But, airbag data from Hyde’s Nissan revealed that he turned the steering wheel and the accelerator pedal was pressed and depressed at different intensities when Hyde claimed to be unconscious.

Justice Calsavara believed the airbag data, and Halton Regional Police Service’s Drug Evaluation which confirmed Hyde’s impairment by cannabis.

Every passing month, Whiten’s son Adam - who accompanied Mac in looking for his mother on the day of the crash - is reminded of the holidays, weekends, and birthdays that go by without his mother by his side.

Whiten’s son Jake, Adam’s brother, feels that the family isn't a happy one anymore. Grief permeates their home, and what’s left is despair. “It makes me upset,” he said.

Hyde’s family and friends were also present and shared their accounts of the man they know.

Hyde’s defence lawyer Dean Paquette shared a letter written by Hyde’s daughter, Brianne. She said that her father is pained by that tragic day and very remorseful.
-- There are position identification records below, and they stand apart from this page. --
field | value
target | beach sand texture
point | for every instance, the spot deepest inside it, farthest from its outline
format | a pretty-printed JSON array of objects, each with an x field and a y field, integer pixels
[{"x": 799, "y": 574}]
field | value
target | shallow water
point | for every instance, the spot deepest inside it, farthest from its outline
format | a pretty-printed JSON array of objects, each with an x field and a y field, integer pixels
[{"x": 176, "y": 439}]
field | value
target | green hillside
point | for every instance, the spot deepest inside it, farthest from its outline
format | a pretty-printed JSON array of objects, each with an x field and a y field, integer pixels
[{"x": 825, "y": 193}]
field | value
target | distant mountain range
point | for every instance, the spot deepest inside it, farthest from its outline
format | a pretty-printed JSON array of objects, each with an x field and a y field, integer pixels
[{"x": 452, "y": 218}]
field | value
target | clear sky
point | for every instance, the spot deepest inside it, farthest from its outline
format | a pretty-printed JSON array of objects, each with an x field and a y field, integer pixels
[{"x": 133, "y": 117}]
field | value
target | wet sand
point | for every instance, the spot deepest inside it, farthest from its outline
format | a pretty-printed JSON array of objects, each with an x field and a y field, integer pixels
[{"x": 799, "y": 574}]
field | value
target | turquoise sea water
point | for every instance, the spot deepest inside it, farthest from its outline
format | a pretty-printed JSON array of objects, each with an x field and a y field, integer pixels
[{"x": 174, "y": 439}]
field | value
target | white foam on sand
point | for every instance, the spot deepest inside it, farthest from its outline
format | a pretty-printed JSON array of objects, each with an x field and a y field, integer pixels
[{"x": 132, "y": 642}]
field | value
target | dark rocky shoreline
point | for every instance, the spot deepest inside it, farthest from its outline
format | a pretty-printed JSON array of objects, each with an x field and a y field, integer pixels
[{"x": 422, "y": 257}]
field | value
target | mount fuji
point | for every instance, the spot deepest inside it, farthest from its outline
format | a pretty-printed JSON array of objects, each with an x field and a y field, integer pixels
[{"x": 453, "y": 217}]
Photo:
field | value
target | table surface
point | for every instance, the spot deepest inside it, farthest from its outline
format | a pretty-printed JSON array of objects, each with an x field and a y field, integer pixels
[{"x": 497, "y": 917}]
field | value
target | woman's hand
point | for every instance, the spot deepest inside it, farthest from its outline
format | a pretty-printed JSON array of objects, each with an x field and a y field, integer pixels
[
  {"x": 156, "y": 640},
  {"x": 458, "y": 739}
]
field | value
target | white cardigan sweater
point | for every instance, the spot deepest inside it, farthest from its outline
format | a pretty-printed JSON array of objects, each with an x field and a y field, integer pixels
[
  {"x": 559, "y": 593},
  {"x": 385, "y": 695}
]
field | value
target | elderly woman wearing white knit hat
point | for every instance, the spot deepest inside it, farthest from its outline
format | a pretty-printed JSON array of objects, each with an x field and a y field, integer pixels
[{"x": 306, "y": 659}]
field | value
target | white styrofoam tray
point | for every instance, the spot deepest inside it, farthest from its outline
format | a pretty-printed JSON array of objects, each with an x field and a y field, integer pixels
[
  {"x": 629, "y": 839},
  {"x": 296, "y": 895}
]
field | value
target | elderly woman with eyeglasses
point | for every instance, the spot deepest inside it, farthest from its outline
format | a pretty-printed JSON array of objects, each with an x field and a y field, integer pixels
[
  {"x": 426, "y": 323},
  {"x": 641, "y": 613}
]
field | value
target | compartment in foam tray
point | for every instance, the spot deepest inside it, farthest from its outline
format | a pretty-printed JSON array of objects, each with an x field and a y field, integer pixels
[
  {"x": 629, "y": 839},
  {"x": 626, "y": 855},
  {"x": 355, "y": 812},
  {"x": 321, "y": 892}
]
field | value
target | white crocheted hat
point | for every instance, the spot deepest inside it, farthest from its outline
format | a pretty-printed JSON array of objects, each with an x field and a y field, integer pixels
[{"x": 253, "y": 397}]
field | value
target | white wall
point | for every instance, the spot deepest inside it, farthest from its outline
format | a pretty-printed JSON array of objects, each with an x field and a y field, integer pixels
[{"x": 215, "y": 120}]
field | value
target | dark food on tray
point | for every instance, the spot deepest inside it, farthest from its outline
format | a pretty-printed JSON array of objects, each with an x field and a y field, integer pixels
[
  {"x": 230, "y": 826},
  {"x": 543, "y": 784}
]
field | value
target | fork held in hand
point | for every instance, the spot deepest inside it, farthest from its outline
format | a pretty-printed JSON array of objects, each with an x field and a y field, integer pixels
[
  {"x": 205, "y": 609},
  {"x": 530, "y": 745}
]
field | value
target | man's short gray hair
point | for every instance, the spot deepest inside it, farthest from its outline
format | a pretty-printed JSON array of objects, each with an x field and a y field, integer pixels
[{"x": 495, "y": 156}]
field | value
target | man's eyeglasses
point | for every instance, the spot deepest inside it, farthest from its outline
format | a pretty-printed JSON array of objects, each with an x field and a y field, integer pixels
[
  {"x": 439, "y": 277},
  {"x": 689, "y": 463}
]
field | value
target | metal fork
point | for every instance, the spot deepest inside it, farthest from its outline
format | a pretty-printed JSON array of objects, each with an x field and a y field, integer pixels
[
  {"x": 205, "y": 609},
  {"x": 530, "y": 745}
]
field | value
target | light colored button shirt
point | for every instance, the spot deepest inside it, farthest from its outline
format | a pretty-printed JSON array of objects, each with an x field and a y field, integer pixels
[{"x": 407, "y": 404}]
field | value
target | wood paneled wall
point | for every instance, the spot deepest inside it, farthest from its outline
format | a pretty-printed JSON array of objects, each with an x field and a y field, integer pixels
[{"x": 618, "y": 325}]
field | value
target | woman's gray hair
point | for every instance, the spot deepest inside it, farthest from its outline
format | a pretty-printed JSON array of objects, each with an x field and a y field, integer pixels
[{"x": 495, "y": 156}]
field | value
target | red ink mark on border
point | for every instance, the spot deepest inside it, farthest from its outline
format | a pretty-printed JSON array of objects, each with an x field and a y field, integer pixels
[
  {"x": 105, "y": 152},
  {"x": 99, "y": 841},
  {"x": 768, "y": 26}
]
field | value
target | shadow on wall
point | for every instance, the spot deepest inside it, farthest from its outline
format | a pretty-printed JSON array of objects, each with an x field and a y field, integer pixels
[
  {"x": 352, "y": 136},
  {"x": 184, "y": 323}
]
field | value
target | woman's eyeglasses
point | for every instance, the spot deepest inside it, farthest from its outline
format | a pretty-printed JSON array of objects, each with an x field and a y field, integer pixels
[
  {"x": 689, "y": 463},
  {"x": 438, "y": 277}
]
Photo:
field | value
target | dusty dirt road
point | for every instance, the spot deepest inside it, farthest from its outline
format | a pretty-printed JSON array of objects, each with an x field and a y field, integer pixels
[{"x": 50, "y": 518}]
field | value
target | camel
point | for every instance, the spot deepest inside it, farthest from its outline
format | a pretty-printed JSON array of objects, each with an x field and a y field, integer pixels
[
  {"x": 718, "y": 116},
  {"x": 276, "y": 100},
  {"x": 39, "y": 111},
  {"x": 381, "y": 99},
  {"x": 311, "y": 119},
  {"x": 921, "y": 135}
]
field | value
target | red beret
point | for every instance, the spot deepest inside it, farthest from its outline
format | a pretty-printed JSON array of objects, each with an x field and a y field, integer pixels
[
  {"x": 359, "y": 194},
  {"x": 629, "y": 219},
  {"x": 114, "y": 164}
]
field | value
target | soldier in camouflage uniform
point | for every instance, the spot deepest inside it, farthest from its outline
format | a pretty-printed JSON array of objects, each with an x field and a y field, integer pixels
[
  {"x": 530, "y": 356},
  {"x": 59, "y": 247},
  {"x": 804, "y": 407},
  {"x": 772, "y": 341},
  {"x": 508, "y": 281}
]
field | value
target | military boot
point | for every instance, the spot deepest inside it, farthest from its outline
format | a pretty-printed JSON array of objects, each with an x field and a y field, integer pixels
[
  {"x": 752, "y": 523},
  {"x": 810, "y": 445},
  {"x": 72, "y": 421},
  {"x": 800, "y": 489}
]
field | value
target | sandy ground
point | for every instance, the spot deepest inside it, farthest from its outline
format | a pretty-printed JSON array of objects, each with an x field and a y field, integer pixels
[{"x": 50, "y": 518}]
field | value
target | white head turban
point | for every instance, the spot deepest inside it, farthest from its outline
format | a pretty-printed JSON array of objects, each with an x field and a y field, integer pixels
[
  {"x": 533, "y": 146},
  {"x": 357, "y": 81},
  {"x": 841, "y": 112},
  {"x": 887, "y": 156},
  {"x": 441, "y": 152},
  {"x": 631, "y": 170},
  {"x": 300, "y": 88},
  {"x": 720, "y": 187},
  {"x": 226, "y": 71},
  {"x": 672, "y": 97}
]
Her sentiment was echoed by her brother, Dylan, who added that his father is a loving man who brought joy to his world.

Michael Godinho, the assistant Crown attorney, wants a 7.5 to 9-year prison term for Hyde, and a 10-year driving ban.

Godinho believes this sentence is justified due to the irreversible damage caused by the accident.

Hyde’s lawyer Paquette, however, argued for a four to five-year sentence given Hyde’s lack of criminal record.

In the last 22 years, Hyde has received four speeding infractions - which Paquette claims isn’t significant enough to be considered in this case.

Hyde’s sentence will be delivered on March 28, when he will address the court.